Mouse sperm chromatin nuclease-sensitivity is correlated across all samples.

(A) Hierarchical clustering of pairwise spearman rho correlation coefficients for genome-wide nuclease-sensitivity data from in situ digested sperm chromatin binned into 500 base pair windows demonstrated consistent nucleosome coverage regardless of nuclease choice or genotype, relative to naked DNA controls. GC content represents the average percentage of GC dinucleotides in the window. (B,C) Sperm chromatin exhibits similar patterns of nuclease-sensitivity regardless of digestion with MNase of DFF (purple and orange, respectively, relative to naked DNAs (gray). Coverage of chromosome 16 is presented as normalized paired-end sequencing midpoint counts in 500 base pair windows. (D) Sperm MNase-seq coverage of the endogenous mouse protamine locus in (red triangle; wild type and transgenic sperm), the sequences flanking the transgene insertion site (red square; wild type and transgenic sperm) and 2,000 randomly selected loci were well correlated (y axis) and only marginally influenced by (x axis) mappability. The midpoints of paired-end sequencing fragments were binned into 50 base pair windows along 20 kb regions and correlation coefficient calculated using a 5 window running average.
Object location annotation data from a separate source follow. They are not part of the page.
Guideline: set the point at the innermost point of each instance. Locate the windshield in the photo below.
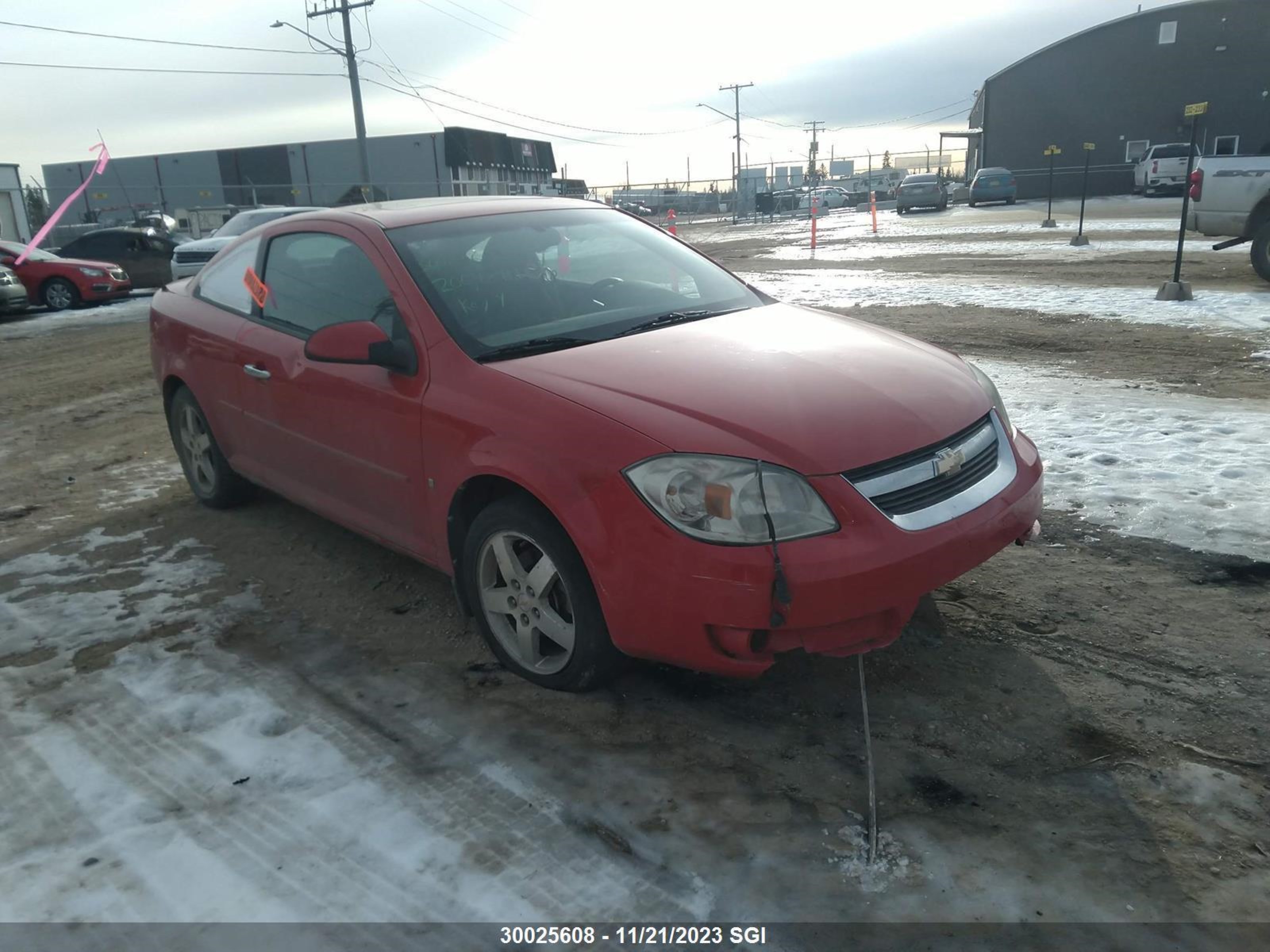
(1174, 152)
(244, 221)
(33, 254)
(586, 274)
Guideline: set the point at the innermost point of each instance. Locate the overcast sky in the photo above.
(902, 71)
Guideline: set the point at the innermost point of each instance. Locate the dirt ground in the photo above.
(1078, 728)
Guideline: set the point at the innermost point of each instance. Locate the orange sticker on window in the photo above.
(258, 290)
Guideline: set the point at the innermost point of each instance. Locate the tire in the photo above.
(208, 473)
(59, 295)
(1262, 252)
(505, 537)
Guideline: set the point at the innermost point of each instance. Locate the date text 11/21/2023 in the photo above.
(661, 935)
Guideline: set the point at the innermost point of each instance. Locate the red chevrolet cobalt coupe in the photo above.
(613, 445)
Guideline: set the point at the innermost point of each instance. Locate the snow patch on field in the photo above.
(30, 324)
(830, 287)
(138, 482)
(206, 787)
(1183, 469)
(865, 251)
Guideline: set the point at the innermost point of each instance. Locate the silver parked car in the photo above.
(924, 191)
(190, 258)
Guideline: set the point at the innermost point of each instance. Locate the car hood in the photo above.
(804, 389)
(86, 263)
(213, 244)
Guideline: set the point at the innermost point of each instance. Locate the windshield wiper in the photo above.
(534, 346)
(676, 318)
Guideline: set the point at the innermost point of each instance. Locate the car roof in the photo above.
(116, 230)
(417, 211)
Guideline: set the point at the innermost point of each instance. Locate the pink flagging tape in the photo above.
(98, 168)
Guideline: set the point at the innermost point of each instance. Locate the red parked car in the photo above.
(59, 284)
(611, 443)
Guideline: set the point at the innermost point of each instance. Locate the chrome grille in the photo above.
(194, 257)
(941, 482)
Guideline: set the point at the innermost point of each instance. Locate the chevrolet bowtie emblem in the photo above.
(948, 463)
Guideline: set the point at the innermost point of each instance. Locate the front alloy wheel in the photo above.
(534, 600)
(60, 295)
(526, 605)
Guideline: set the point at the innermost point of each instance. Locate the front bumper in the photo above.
(105, 289)
(13, 298)
(675, 600)
(187, 270)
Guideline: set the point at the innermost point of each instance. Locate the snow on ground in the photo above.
(152, 776)
(830, 287)
(1010, 223)
(1147, 463)
(1030, 249)
(29, 324)
(138, 482)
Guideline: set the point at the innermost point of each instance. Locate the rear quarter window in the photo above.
(221, 282)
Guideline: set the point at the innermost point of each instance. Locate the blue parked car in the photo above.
(994, 186)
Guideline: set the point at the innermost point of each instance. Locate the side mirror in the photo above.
(361, 343)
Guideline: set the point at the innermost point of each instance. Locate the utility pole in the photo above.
(812, 152)
(343, 8)
(736, 90)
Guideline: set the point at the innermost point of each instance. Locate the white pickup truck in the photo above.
(1162, 169)
(1231, 197)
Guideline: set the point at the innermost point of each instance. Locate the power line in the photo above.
(487, 119)
(549, 122)
(152, 69)
(514, 7)
(469, 11)
(455, 17)
(165, 42)
(902, 119)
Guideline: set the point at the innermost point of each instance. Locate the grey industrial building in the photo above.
(1122, 86)
(456, 162)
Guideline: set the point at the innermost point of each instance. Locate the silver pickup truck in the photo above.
(1231, 198)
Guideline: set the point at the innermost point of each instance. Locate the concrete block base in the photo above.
(1175, 291)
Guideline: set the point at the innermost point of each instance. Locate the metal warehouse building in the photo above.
(458, 162)
(1123, 86)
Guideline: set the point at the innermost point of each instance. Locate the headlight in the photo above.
(719, 498)
(991, 390)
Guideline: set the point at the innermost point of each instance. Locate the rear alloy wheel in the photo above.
(208, 473)
(534, 601)
(1262, 252)
(59, 295)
In contrast to a prior study that interrogated crosslinked mouse sperm chromatin, nucleosome coverage was not elevated within gene deserts (Supplemental Figure 1A)20. Sperm nucleosomes were enriched within transcription start sites, relative to control DNAs, as has previously been reported for analyzes of native human and mouse sperm chromatin (Supplemental Figure 1B)6,8. In the current study, mono- and polynucleosomal associated sperm DNAs were released following digestion with MNase (Supplemental Figure 1C) suggesting that the results reported herein do not reflect “over-digestion” of the paternal chromatin.

Testis RNA and sperm protein levels were analyzed to determine if the absence of altered chromatin structure in transgenic sperm was due to transcriptional/translational regulation or impaired incorporation of the transgenic proteins during chromatin condensation. RNA-seq analysis of total transgenic testis RNAs demonstrated that the transgenes were transcribed but exhibited reduced expression relative to their orthologs and analogs in mouse and human testis (GSE69434), respectively (Fig. 2A,B). The average ratio of the transgenic protamines (TG PRM1/TG PRM2 ~ 1.02) differed from that observed in human (Hs PRM1/Hs PRM2 ~ 1.34) and wild type mouse (Mm Prm1/Mm Prm2 ~ 3.57) testes. Likewise, transgenic PRM3 and transgenic TNP2 RNA levels were similarly altered relative to wild-type and human testis RNA levels. Analysis of acid extracted transgenic sperm chromatin proteins demonstrated that incorporation of the transgenic proteins was reduced relative to that observed for the endogenous proteins and complimented the relative abundance of the corresponding RNAs in testis (Fig. 2C).

Figure 2
figure 2

Expression of the human transgenes in mouse testis was suppressed.

(A,B) RNA-seq analysis of transgenic mouse (n = 4, (A)) and human (n = 2 (B)) GSE69434) total testes RNAs demonstrated that transcription of the integrated human protamine genes was reduced relative to that observed from both the endogenous loci. Expression values are presented as transcripts per million (TPM). TPM ratios for each comparison are presented above the transgenes. (C) Acid extracted transgenic mouse sperm chromatin proteins were analyzed by mass spectrometry. The amount of transgenic (human) protamines (blue) incorporated into mouse chromatin was reduced relative to the endogenous protamine proteins (red). Peptides exhibiting mass to charge ratios exceeding that observed for mouse Prm1 may correspond to post-translational modifications such as phosphorylation79.

Chromatin structure of the human and transgenic protamine locus

To identify potential causes of transgene suppression nuclease sensitivity within the transgenic and human protamine loci were compared. MNase digestion of transgenic mouse and human sperm chromatin demonstrated that the human protamine locus exhibited elevated nuclease sensitivity in either context (Fig. 3A,B). However, in contrast to the endogenous protamine loci in mouse (Fig. 1) and human sperm the nuclease sensitive conformation of the transgenic protamine sequence was flanked by nuclease-insensitive DNA (Fig. 3B). In human sperm the protamine gene cluster resides within an extended region of elevated nuclease sensitivity relative to control DNAs, reminiscent of that observed for the orthologous sequences in mouse sperm (Fig. 3A).

Figure 3
figure 3

The human protamine sequences in sperm are packaged within nuclease-sensitive chromatin.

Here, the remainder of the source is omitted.